Don't mess with Mother Nature! 
He has substantial bone for his age and size, and I would be _extremely _wary of using anything that makes such a claim as to increase the diameter of bone. As with bone, coat is mainly a matter of genetics. Good nutrition, and regular grooming (as in weekly baths) will make the most of what he has been given genetically. But, at his age, you should not expect a full, mature coat. 8 months old for a male Golden is a terrible age to look at - they are often weedy, "geeky", and much like the 14 year old boy who has not yet grown into his gangly arms and legs. 
Be patient, and know that attempting to accelerate growth in a youngster can be ultimately life shortening in the long run.


----------



## sifuyono (May 8, 2008)

i mean, compare with the show golden i saw yesterday, my bruno leg just 1/3 size of their leg with the same / maybe younger age.... and there is promotion store in the show area that sold fortan product....and i get interested on it.

on the picture, his coat 10-20% better than before since i supplement him w/ keeper mix, but bruno doesn't like the taste as it's herbal powder.
How about show stopper? what kind of supplement is it? (some said it's for the muscle, some said it's for the coat) 
is it good and safe?


----------



## Pointgold (Jun 6, 2007)

sifuyono said:


> i mean, compare with the show golden i saw yesterday, my bruno leg just 1/3 size of their leg with the same / maybe younger age.... and there is promotion store in the show area that sold fortan product....and i get interested on it.
> 
> on the picture, his coat 10-20% better than before since i supplement him w/ keeper mix, but bruno doesn't like the taste as it's herbal powder.
> How about show stopper? what kind of supplement is it? (some said it's for the muscle, some said it's for the coat)
> is it good and safe?


 
You are trying to make Bruno into something that he is not. I'd like to take a supplement that would make me look like Shaon Stone, but realistically I know that's not possible. 
Please, enjoy your YOUNG dog as he is, and you will be surprised at how different he looks when he matures.


----------



## Swampcollie (Sep 6, 2007)

I agree with PG. Feed the pup a good food and let nature take its' course. The pup will fill out when he matures.


----------



## Goldilocks (Jun 3, 2007)

When I get into work tomorrow I will post pictures of Cooper as a puppy. (The pics are on my computer at work) He started off as a cute as a button furball of a puppy but as he got a few months older he had this huge head and a very skinny, lanky body. He looked really weird and not so cute anymore. His fur was short (normal puppy coat) and this was just his normal doggy "teenage" stage. Once nature took its course he turned out to be a very sturdy, attractive, breed standard Golden. He's the one in the top left corner of my pic below. I will post puppy pics tomorrow. 

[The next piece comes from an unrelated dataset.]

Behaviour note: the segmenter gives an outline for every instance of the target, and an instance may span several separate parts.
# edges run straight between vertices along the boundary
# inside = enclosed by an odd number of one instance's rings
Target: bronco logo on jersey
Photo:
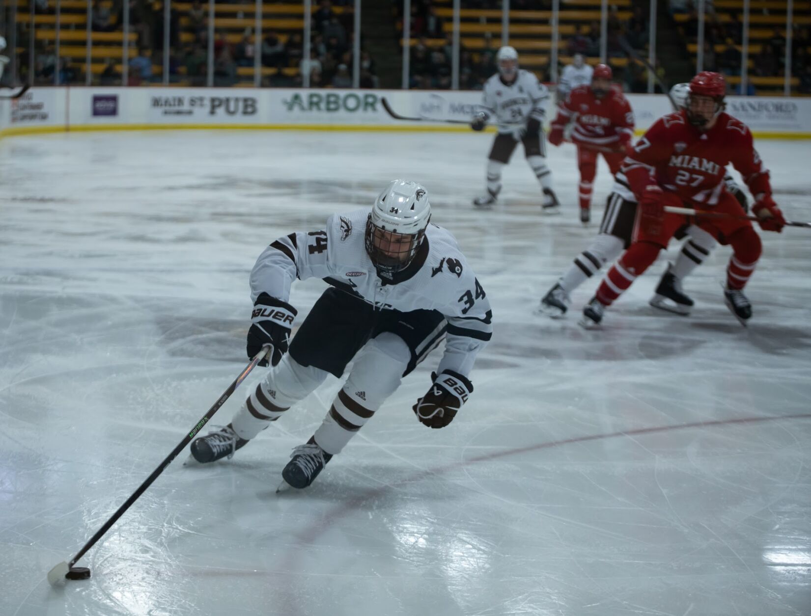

Please do not supplement your dog with stuff promoting bone growth. You could set him up for bone deformities and a lifetime of pain. Give him time, he will mature into a beautiful adult Golden and right now he looks exactly as he should for his age.


----------



## BeauShel (May 20, 2007)

He is a puppy and will not look like a show golden. I bet in 6 months you will be very surprised at his looks. It takes time for the coats to grow in and also depends on his genetics. Some goldens have the long coat and some have the shorter coat like the field goldens. Giving him to much calcium at his age will cause more problems then help to his bones and health. He is handsome the way he is and will only get better with age. A good quality fish oil will help his skin and coat but please dont give him that stuff for his bones. 
Let nature take its course and you will be happy.


----------



## Pointgold (Jun 6, 2007)

Swampcollie said:


> I agree with PG. Feed the pup a good food and let nature take its' course. The pup will fill out when he matures.

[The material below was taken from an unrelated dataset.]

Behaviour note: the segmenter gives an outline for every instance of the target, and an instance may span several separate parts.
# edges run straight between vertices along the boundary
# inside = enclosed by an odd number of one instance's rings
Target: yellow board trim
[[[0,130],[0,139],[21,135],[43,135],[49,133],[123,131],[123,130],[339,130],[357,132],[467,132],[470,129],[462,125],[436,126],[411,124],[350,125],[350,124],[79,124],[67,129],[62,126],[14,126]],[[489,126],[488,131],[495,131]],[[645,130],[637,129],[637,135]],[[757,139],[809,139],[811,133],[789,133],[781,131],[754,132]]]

You want to look like Sharon Stone???


----------



## Pointgold (Jun 6, 2007)

sifuyono said:


> i mean, compare with the show golden i saw yesterday, my bruno leg just 1/3 size of their leg with the same / maybe younger age....

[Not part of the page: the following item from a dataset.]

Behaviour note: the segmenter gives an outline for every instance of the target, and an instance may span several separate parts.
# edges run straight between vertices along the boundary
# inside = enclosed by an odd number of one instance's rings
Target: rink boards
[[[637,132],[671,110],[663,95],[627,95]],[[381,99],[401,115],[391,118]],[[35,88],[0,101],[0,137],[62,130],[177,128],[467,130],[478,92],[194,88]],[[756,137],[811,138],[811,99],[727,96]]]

A Golden with 3 times the amount of bone that your Bruno has would be freakishly overdone, to the point of being deformed, and incapable of doing anything even remotely close to what a Golden is intended to do, which is work in the field.


----------



## TheHooch (May 9, 2007)

Pointgold said:


> Don't mess with Mother Nature!
> He has substantial bone for his age and size, and I would be _extremely _wary of using anything that makes such a claim as to increase the diameter of bone. As with bone, coat is mainly a matter of genetics. Good nutrition, and regular grooming (as in weekly baths) will make the most of what he has been given genetically. But, at his age, you should not expect a full, mature coat. 8 months old for a male Golden is a terrible age to look at - they are often weedy, "geeky", and much like the 14 year old boy who has not yet grown into his gangly arms and legs.
> Be patient, and know that attempting to accelerate growth in a youngster can be ultimately life shortening in the long run.


I agree 100 percent.


----------



## sifuyono (May 8, 2008)

Thanks anyone for the advice
i'll stop the calcium supplement
btw, at what age golden will mature and fully develop his coat and bone?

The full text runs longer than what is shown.